Building on the Past
Two broad categories of modern foundation design can be defined, the shallow form and the deep form. Shallow foundations include slabs, stem walls, footings, basements, and other forms which can be created using surface excavation techniques. Deep foundations refer to driven pilings and piers, shafts, caissons, injected borings, and forms which derive stability from subsurface geological formations and soils.
Determining the type and load bearing capacity of the underlying soil and rock is the geotechnical contribution of the design process. A site survey is conducted to identify the geological materials present. This survey may include testing and analysis of shallow surface samples as well as deep core samples taken from drilled borings, and review of data from existing related formations. The resulting geotechnical report will identify compressive and shear load capacities available for the various layers of soils and rock formations present at the proposed construction site. It may also identify settlement potential, moisture swelling, erosion concerns, and freeze/thaw processes. This may result in modifying, moving, or even abandoning a construction project site due to inadequate foundation support capacities of the local geology.
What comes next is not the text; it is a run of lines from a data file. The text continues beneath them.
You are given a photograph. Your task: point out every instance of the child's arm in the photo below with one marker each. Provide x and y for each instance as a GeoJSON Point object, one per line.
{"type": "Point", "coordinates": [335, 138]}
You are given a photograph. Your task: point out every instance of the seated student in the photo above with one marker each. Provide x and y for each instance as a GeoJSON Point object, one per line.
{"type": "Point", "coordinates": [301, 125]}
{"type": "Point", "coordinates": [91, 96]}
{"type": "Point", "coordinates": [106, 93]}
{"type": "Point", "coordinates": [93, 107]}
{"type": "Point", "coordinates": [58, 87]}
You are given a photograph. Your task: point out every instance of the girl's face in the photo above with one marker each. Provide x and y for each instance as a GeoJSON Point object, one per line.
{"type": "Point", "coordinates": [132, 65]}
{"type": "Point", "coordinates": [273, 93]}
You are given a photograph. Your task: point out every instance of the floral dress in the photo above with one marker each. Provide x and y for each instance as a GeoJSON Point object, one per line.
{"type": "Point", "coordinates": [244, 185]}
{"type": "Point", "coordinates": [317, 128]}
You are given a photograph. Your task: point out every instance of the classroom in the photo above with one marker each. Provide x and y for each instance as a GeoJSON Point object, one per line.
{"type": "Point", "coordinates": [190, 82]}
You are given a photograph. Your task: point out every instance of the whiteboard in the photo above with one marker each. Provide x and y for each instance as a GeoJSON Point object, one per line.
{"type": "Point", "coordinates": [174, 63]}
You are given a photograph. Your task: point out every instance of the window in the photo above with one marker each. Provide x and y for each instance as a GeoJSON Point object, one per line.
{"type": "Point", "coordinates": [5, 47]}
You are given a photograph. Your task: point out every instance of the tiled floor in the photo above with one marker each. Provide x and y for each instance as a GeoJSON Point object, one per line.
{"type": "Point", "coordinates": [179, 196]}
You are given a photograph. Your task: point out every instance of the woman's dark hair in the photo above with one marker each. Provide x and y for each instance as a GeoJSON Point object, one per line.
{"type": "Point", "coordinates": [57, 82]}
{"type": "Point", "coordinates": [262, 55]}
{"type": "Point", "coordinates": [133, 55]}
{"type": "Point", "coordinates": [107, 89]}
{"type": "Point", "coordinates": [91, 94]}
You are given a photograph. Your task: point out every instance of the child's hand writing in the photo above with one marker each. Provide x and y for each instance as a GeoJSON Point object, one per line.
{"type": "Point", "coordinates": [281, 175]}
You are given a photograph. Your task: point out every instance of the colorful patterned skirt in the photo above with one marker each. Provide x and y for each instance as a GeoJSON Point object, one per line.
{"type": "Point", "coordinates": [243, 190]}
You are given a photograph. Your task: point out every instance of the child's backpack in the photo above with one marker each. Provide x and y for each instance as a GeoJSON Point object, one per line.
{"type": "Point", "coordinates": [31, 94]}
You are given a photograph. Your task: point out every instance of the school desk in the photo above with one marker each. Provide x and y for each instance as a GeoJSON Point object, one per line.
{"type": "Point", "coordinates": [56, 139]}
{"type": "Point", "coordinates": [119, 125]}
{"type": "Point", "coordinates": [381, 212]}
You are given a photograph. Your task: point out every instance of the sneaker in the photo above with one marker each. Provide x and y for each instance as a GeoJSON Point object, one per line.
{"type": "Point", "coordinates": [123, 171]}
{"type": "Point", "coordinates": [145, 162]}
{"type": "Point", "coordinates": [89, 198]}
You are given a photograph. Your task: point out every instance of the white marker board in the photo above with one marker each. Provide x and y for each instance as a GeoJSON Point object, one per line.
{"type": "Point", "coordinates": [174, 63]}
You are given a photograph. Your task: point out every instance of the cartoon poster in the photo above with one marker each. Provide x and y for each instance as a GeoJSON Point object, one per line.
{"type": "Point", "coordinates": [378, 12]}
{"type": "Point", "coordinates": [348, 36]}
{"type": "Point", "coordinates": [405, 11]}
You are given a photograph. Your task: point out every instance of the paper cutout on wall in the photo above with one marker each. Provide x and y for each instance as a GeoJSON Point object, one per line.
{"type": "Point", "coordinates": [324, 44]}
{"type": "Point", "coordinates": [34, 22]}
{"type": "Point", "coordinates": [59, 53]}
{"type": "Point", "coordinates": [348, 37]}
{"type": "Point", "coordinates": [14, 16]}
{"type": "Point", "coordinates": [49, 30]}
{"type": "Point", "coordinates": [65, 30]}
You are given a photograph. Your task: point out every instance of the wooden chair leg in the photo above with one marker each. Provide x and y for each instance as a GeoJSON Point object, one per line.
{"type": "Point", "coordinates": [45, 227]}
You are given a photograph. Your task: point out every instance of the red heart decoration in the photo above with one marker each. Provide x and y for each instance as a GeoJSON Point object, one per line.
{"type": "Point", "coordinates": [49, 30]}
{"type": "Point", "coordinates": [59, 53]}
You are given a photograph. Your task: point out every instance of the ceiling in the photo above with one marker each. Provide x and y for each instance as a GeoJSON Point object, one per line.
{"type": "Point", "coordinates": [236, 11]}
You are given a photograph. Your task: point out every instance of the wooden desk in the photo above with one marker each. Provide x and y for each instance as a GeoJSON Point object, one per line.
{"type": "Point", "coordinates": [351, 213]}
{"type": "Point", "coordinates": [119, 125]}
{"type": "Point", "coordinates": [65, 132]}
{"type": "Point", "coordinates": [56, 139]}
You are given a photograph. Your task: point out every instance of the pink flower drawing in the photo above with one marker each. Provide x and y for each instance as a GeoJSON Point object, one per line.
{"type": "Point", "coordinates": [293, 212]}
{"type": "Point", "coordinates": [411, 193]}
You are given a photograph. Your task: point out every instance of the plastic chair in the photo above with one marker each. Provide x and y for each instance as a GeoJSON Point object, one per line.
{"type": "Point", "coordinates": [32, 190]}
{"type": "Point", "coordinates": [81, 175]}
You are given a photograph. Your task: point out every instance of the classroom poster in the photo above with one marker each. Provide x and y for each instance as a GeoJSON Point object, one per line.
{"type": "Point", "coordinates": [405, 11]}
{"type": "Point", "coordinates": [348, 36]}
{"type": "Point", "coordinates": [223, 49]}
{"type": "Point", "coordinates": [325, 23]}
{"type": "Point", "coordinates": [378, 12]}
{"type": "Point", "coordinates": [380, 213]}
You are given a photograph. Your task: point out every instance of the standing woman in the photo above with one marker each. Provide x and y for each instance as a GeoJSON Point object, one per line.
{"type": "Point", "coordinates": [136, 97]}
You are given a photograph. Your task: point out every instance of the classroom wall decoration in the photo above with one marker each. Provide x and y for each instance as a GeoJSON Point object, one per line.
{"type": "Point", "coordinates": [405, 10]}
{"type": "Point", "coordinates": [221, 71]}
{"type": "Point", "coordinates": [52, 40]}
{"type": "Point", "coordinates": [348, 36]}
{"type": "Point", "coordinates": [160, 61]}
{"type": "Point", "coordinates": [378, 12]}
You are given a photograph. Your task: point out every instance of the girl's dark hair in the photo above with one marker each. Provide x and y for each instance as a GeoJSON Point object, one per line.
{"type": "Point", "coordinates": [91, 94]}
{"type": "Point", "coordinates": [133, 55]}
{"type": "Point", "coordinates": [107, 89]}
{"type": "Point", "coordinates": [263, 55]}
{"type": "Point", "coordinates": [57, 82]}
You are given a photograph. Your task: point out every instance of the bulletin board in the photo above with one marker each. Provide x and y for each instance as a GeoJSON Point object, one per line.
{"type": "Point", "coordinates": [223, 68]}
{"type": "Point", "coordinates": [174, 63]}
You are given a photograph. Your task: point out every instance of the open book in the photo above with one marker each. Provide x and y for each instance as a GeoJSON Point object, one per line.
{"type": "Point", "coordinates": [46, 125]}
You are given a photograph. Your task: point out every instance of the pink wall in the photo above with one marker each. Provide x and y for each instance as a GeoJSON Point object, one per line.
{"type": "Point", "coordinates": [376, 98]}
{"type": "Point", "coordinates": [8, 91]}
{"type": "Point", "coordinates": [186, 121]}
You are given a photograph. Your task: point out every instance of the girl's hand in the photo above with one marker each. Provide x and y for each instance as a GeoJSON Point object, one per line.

Once a geologically adequate site has been identified the structural design of the foundation can proceed. Distributed and total loads of the proposed structure must be taken into account, along with the potential for seismic activity, floods, high winds, and other live load events that may bear directly on a foundation. For example, a site may be geologically suitable for the dead load of the structure, but the potential for flooding may dictate the need for a raised, pier supported foundation as opposed to an on grade stem wall or slab. Seismic potential may require the use of base isolation, elevated building foundation, or other alternative structural designs to utilize an otherwise geologically attractive construction location.